Imagine Cinema Paradiso with a body count. Or perhaps Where Eagles Dare, but a lot more “scalpy.”
Actually, to call other film titles to the mix is a disservice to Inglourious Basterds. For while it provides shout-outs to genres from noir to French new wave to espionage thrillers, it exists on a loopy plane which director Quentin Tarantino calls his own. As a filmmaker, he's seems as charged as he's been in a while, and technically, this is his most accomplished film to date.
Those expecting the violent blasts of blood that sometimes mark the auteur's past films may be disappointed that the months of highlighting the more tawdry moments of the film make up a small portion of its two-and-a-half-hour runtime.
In fact, the titular “Basterds” are merely bit players in this revenge-fueled revisionist fantasy, and, while amusing, they are hardly the most magnetic characters the film provides. The rest of Basterds is a slow-burning fuse through its rich dialogue, steeped in film trivia, punctuated with trademark gallows humor, and essentially serving as cinematic catnip for film geeks of all stripes.
In the thick of World War II, a small group of mostly Jewish-American soldiers, led by hillbilly hell-raiser Lt. Aldo Raine (played with mugging backwoods glee by Brad Pitt), are dropped behind enemy lines to, well, execute Nazis with extreme prejudice. But this is no Dirty Dozen remix, as we barely even meet the majority of the men, and not all of them even survive the few scenes they’re in. They are, from a plot perspective, completely expendable but rather entertaining.
The real tale of Basterds is that of Shosanna Dreyfus (played by a haunting, haunted Melanie Laurent), a young woman who escapes the sinister clutches of Nazi Col. Hans Landa (played by Christoph Waltz, giving unfiltered evil a human face) only to reestablish herself as a French movie theater owner years later. Her theater is selected by the high command to screen the latest propaganda picture, a premiere in which the top brass of the SS is to attend. Upon learning this, Shosanna sets out to exact revenge and consequently end the war. Shosanna’s porcelain features perfectly shield her steely reserve, making her the ideal decoy to slide through the ranks unnoticed and conduct her two-person mission. And it is fitting that Tarantino decides to use David Bowie’s theme from Cat People during French actress Laurent’s climactic scene, for she possesses the alluring physical presence of a young Natassja Kinski, but with wider dramatic range.

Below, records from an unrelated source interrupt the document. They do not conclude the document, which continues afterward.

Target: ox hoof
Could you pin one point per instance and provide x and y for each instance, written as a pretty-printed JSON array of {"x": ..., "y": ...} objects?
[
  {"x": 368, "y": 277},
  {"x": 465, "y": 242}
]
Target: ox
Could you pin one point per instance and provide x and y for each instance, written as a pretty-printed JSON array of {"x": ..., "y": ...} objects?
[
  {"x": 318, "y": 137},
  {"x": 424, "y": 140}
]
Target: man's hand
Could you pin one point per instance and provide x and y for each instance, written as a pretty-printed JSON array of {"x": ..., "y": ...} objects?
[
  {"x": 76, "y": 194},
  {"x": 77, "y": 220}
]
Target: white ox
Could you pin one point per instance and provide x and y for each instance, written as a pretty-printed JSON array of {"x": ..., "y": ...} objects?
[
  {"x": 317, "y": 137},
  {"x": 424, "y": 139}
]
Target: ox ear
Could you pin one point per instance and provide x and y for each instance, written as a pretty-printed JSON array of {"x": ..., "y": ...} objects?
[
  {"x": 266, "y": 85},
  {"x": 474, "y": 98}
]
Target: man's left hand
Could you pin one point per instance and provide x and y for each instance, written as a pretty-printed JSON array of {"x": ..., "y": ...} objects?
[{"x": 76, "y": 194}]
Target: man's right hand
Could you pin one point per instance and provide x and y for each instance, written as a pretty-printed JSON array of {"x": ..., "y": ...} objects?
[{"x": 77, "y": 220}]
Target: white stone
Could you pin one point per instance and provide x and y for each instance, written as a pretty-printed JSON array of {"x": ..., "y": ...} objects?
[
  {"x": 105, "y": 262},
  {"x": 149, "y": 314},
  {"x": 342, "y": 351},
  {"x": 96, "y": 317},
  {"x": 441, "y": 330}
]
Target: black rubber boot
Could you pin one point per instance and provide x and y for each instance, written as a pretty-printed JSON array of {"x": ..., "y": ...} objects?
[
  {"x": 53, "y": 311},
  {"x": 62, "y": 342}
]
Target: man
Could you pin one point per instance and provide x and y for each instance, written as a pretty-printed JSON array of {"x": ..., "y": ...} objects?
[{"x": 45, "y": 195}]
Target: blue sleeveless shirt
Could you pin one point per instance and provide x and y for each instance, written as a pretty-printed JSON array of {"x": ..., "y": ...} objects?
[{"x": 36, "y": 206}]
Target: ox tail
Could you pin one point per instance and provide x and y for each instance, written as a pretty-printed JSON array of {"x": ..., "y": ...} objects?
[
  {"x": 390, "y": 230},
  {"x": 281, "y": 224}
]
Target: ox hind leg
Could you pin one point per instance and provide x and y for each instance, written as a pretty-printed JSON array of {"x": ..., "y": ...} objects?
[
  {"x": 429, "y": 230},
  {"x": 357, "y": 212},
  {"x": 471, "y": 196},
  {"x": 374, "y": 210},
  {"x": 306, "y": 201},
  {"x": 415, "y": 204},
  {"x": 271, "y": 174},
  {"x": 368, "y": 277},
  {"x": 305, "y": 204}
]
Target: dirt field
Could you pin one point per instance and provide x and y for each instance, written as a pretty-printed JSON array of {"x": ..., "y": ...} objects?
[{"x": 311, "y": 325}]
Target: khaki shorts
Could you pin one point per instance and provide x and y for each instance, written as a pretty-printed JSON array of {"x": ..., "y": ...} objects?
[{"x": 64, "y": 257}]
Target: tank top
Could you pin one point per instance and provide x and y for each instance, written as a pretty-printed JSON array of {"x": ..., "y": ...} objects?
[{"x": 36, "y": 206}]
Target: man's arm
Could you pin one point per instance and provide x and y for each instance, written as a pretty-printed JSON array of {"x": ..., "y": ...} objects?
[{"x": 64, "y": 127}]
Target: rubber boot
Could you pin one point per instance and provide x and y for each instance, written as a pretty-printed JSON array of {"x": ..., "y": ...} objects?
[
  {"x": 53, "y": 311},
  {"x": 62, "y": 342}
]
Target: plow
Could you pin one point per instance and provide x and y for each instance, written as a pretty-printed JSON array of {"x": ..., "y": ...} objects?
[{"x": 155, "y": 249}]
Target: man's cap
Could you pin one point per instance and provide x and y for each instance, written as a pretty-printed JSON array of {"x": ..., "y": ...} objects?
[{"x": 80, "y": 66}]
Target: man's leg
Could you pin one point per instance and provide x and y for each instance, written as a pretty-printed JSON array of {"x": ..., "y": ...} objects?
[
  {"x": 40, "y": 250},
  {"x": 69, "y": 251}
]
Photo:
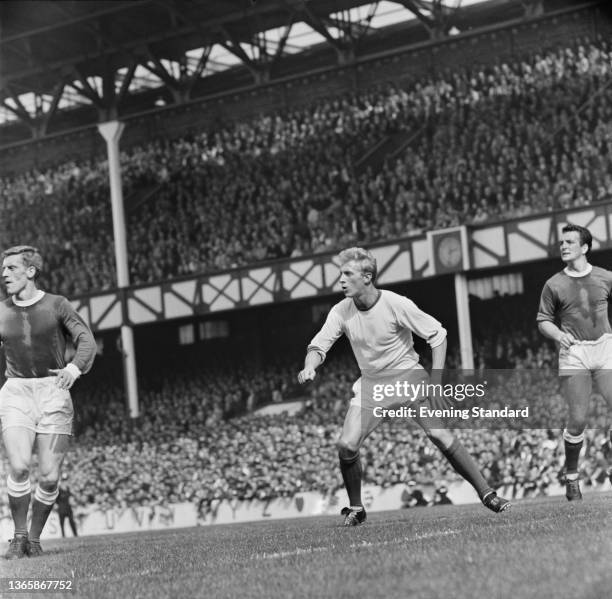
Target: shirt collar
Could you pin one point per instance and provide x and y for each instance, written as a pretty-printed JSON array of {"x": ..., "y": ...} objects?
[
  {"x": 582, "y": 273},
  {"x": 25, "y": 303}
]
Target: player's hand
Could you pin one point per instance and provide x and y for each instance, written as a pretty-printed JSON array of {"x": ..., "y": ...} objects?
[
  {"x": 64, "y": 378},
  {"x": 567, "y": 340},
  {"x": 306, "y": 375}
]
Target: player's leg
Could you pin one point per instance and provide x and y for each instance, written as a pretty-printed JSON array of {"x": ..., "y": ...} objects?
[
  {"x": 18, "y": 442},
  {"x": 51, "y": 448},
  {"x": 603, "y": 382},
  {"x": 576, "y": 389},
  {"x": 358, "y": 424},
  {"x": 462, "y": 462},
  {"x": 72, "y": 523},
  {"x": 52, "y": 438}
]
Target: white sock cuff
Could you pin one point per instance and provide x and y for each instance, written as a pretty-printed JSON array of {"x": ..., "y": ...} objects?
[
  {"x": 46, "y": 497},
  {"x": 16, "y": 489},
  {"x": 567, "y": 436}
]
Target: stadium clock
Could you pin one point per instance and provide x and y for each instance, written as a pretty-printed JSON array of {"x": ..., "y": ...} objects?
[{"x": 448, "y": 250}]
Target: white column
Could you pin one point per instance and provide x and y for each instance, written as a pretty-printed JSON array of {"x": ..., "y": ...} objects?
[
  {"x": 111, "y": 132},
  {"x": 463, "y": 319}
]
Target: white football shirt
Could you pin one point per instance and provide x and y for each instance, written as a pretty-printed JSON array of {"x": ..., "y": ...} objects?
[{"x": 381, "y": 337}]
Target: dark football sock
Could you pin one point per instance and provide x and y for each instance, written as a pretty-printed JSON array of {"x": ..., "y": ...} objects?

In fact, Tarantino has gone out of his way to amass some astounding inter-continental talent, most notable the aforementioned Waltz, who is so measured and precise with his delivery, it is like watching a master class in malevolence. The director then drops his players into confined areas like scorpions in a barrel, and we agonizingly, breathlessly witness the results. Scene after scene plays like a Mexican standoff in which the participants are unwilling to back down.
Within these scenes, Tarantino demonstrates a technical maturity as a director that has been seen in glimpses in past films but never as consistently as displayed here, and his textured dialogue is rife with nods to cinematic legacy, social commentary, and flashes of nihilistic abandon.
Basterds may not be the complete “masterpiece” that Tarantino has proclaimed it to be – there are some stretches that appear superfluous, like any scene involving director Eli Roth as the bat-toting “Bear Jew.” But it’s hard to imagine anyone with the slightest passion for film not being repeatedly rewarded throughout.
And while Tarantino's World War II rewrite may cause headaches for future high school history teachers, those who enjoy dialogue as dense and layered as a novel will find much glory in this bunch of Basterds.